Although both the boys and girls U15 teams went winless last season in Canadian tournaments, the coaches of both teams feel they’re about due.

“They were an extremely hardworking team, but they had some trouble against the bigger provinces,” said McCarron, speaking of his team in the Western Canada Games last year.

 “These girls didn’t get much of a break, because it was Alberta, BC, Saskatchewan and Manitoba, so four very tough teams.”

“So, at Nationals a lot of the time, PEI will show up, or Newfoundland might show up. And you know you’re going to have a game. But this team is very prepared to do well and compete, so we’re looking at big things at this year’s nationals.”

“They are hard workers and they’re really dedicated to basketball,” said Tyler Bradford, the new head coach of the 15-and-under boys’ basketball team.

“For April and May we had 30 boys out for a training centre … From those 30 we cut it down to the 12 we’re taking with us.”

The girls’ team, made up of 12 Whitehorse hoopsters, has only three returners and three players that are just 14-years-old.

“We’re still going to be a pretty young team. This team, we have a lot more speed, and we’re going to be pretty aggressive — I’ve got four girls over five-ten,” said McCarron.

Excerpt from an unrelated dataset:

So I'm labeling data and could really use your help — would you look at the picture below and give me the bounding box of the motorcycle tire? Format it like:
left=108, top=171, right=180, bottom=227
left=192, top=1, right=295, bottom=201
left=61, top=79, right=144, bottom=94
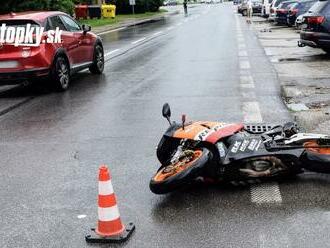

However, youth does not always translate to inexperience.

“Half my team has gone to Nationals for soccer, so I don’t think they will be as intimidated as last year’s team,” said McCarron. “We’ll see how it goes.”

Both teams play their first games on Tuesday.

The girls will be facing Ontario at 9 a.m. and then B.C. at 8:15 p.m.

The boys’ team, which is made up of 11 Whitehorse athletes and one Haines Junction athlete, are facing Newfoundland at 9 a.m. and then Quebec at 8:15 p.m.

All games can be watched online at basketball.bc.ca.

The girls’ 17-and-under team is also about to take on the rest of Canada in a series of tournaments that will take the players away for two weeks.

They will be travelling to Halifax, Nova Scotia, to compete in the Bluenose Classic from August 11 to 13. Then the team will be travelling to Prince Albert Island for the national tournament, which takes place August 19 though to the 23.

In last year’s tournament, the 17-and-under team failed to win a game.

“I think they found it a real eye-opener,” said Brady, who moved from the boys’ team to the girls’ this season. “They never had an opportunity to compete in that kind of tournament.

“They had some good moments, but they struggled.”

Like last year, the U17 team is not just Yukoners, but includes two players from Cambridge Bay, Nunavut and three from Yellowknife, Northwest Territories.

“The national governing body, Canada Basketball, recognizes the fact that none of our territories have the population base to consistently field our own team,” said Brady.

“They allow us to find athletes if we can arrange it … It’s quite an undertaking.”

Brady hopes that a strategy used for the boys’ U17 team last year might produce similar results.

“We’ve tried to identify the games we have the best chance of success in and focus on those game,” said Brady. “Like Prince Albert Island, Newfoundland or Manitoba — those are the teams we targeted last year on the boys side, and we were very fortunate to get two wins.”